(Montréal) Pour étayer sa cause de l’implantation d’une consigne sur les bouteilles de vin, un groupe a eu une idée originale : il invite les citoyens à apporter leurs bouteilles de vin vides, devant l’Assemblée nationale, lundi prochain.

Lia Lévesque
La Presse canadienne

Ces citoyens obtiendront en échange 25 cents par bouteille. Mais on leur demande de ne pas apporter plus de 60 bouteilles.

Les organisateurs de l’opération ont choisi le site de l’Assemblée nationale, parce que la commission parlementaire sur le recyclage du verre y tiendra des audiences toute la semaine. Et la Société des alcools du Québec doit s’y faire entendre.

Lundi à midi, les citoyens intéressés sont invités à apporter leurs bouteilles de vin vides, sur l’avenue Honoré-Mercier devant l’Assemblée nationale.

Le groupe a amassé suffisamment de fonds pour verser l’équivalent de la consigne sur 3200 bouteilles au total. « On a eu des dons » pour amasser suffisamment de fonds pour faire l’exercice, a expliqué en entrevue vendredi, Serge Williams, un des instigateurs de l’événement.

« On veut que les bouteilles de vin se consignent, et de spiritueux, comme les autres provinces, en fait », a plaidé M. Williams.

« On s’entend que le recyclage, ça ne fonctionne pas bien. Les centres de tri, ça brise ; le verre qui sort au bout de ça, il est mélangé ; il ne vaut pas une cenne. On le met dans les sites d’enfouissement. Nous, ce qu’on veut, c’est le cycle du verre, c’est de le réutiliser et de faire des bouteilles », a expliqué M. Williams.

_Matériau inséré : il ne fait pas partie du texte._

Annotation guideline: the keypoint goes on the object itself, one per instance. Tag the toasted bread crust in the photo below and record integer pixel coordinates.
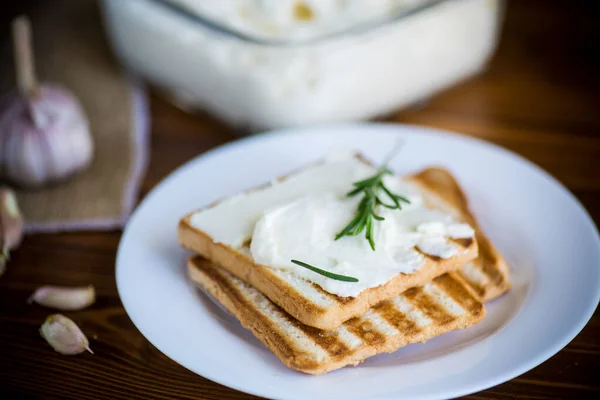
(385, 328)
(296, 303)
(489, 265)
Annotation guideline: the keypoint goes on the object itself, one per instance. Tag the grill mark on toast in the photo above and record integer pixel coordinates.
(333, 297)
(365, 331)
(474, 276)
(327, 340)
(396, 318)
(465, 242)
(428, 306)
(236, 296)
(457, 291)
(480, 290)
(367, 335)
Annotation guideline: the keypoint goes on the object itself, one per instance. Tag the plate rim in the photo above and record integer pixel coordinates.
(404, 129)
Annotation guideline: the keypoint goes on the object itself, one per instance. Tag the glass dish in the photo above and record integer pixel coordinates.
(256, 82)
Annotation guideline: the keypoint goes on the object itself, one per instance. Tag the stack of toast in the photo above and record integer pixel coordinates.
(313, 331)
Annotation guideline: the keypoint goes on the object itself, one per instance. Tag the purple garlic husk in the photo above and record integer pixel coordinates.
(44, 137)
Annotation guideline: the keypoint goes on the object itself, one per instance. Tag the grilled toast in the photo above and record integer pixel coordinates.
(488, 274)
(306, 301)
(419, 314)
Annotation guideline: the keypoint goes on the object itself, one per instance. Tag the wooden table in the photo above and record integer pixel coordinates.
(540, 98)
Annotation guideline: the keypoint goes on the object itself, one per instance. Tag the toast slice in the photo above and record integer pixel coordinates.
(488, 274)
(419, 314)
(308, 302)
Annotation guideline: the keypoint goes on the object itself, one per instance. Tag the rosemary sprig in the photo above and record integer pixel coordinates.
(331, 275)
(372, 189)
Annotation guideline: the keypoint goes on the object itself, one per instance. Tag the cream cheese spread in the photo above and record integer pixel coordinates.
(299, 217)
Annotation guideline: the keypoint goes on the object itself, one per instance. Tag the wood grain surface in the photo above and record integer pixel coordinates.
(540, 97)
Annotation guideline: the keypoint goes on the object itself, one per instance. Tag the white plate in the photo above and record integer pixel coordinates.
(546, 235)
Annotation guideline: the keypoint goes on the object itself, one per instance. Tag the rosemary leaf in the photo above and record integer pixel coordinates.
(327, 274)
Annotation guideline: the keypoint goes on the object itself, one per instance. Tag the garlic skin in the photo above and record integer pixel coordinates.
(11, 225)
(64, 335)
(64, 298)
(45, 137)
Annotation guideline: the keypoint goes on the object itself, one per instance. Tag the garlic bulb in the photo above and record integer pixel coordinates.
(11, 225)
(44, 133)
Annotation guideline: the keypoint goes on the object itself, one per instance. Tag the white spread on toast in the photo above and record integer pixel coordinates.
(299, 217)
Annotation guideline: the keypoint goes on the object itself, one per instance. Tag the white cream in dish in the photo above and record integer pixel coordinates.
(295, 19)
(357, 75)
(299, 217)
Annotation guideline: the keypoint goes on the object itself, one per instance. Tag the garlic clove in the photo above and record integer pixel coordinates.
(11, 225)
(44, 130)
(64, 298)
(64, 335)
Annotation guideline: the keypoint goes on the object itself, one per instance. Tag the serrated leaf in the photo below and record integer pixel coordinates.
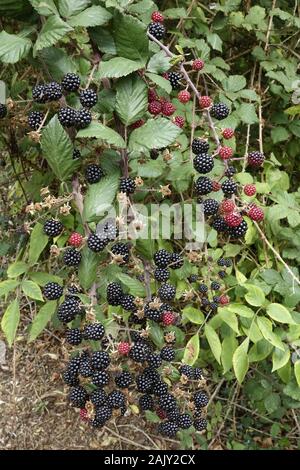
(92, 16)
(10, 321)
(156, 133)
(131, 99)
(58, 149)
(42, 319)
(99, 197)
(52, 31)
(118, 67)
(99, 131)
(191, 351)
(13, 48)
(213, 341)
(240, 360)
(32, 290)
(38, 241)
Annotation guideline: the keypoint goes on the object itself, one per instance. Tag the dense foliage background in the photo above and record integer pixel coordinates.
(250, 348)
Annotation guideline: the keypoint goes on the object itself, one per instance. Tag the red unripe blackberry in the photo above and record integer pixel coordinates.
(255, 213)
(184, 96)
(197, 64)
(75, 239)
(168, 318)
(168, 108)
(205, 102)
(225, 152)
(157, 17)
(154, 107)
(124, 348)
(227, 133)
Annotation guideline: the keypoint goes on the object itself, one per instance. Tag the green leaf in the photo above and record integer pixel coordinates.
(38, 241)
(99, 197)
(240, 360)
(255, 295)
(16, 269)
(52, 31)
(118, 67)
(191, 351)
(13, 48)
(193, 315)
(88, 268)
(130, 38)
(279, 313)
(93, 16)
(160, 81)
(58, 149)
(41, 319)
(10, 321)
(131, 100)
(134, 285)
(213, 341)
(7, 286)
(98, 130)
(156, 133)
(32, 290)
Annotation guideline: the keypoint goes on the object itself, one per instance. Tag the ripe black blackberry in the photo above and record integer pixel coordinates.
(100, 360)
(203, 185)
(121, 249)
(100, 378)
(88, 98)
(168, 428)
(127, 185)
(68, 310)
(200, 146)
(146, 402)
(184, 421)
(144, 383)
(154, 360)
(3, 110)
(229, 187)
(167, 291)
(66, 116)
(53, 228)
(238, 232)
(114, 293)
(127, 302)
(52, 291)
(72, 257)
(161, 274)
(167, 354)
(93, 331)
(174, 78)
(176, 261)
(97, 243)
(73, 336)
(98, 397)
(200, 399)
(83, 118)
(35, 118)
(203, 163)
(123, 379)
(71, 82)
(200, 424)
(93, 173)
(53, 91)
(219, 111)
(39, 93)
(157, 30)
(78, 397)
(162, 258)
(210, 206)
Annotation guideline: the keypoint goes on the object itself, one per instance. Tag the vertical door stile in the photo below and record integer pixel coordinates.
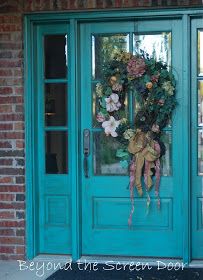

Si la Société des alcools ne veut pas ou ne peut pas récupérer les bouteilles vides, faute de place ou d’installations, il croit qu’il serait possible d’ouvrir des points de dépôt en plusieurs endroits, où les citoyens pourraient apporter leurs bouteilles vides.

« La consigne, de toute façon au Québec, ça fonctionne très bien, ça fonctionne bien. Les gens les ramènent ; ils sont habitués de le faire. Mais ils aimeraient bien mieux les ramener dans un point de dépôt et que ce soit facile et avec des gens souriants », a encore plaidé M. Williams.

L’idée vient d’un groupe de citoyens, de l’organisme Les AmiEs de la Terre de Québec et de la compagnie Williams environnement, qui lutte contre le gaspillage des ressources.

La SAQ dit faire sa part

La SAQ, de son côté, assure que « ce qu’il advient de la bouteille de verre est une préoccupation de premier ordre » pour elle.

Elle note sur son site web qu’elle encourage déjà ses fournisseurs à privilégier l’utilisation de bouteilles de verre allégé ou d’autres contenants et qu’elle contribue « à assumer 100 % des frais municipaux de la collecte sélective ».

Elle rapporte qu’elle a aussi tissé des partenariats avec le milieu de la recherche pour trouver de nouveaux débouchés locaux pour le verre récupéré.

Entre autres, elle a utilisé l’équivalent de 3000 000 de bouteilles de vin sous forme de verre recyclé dans une centaine de projets de mobilier urbain, paillis, planchers et autres.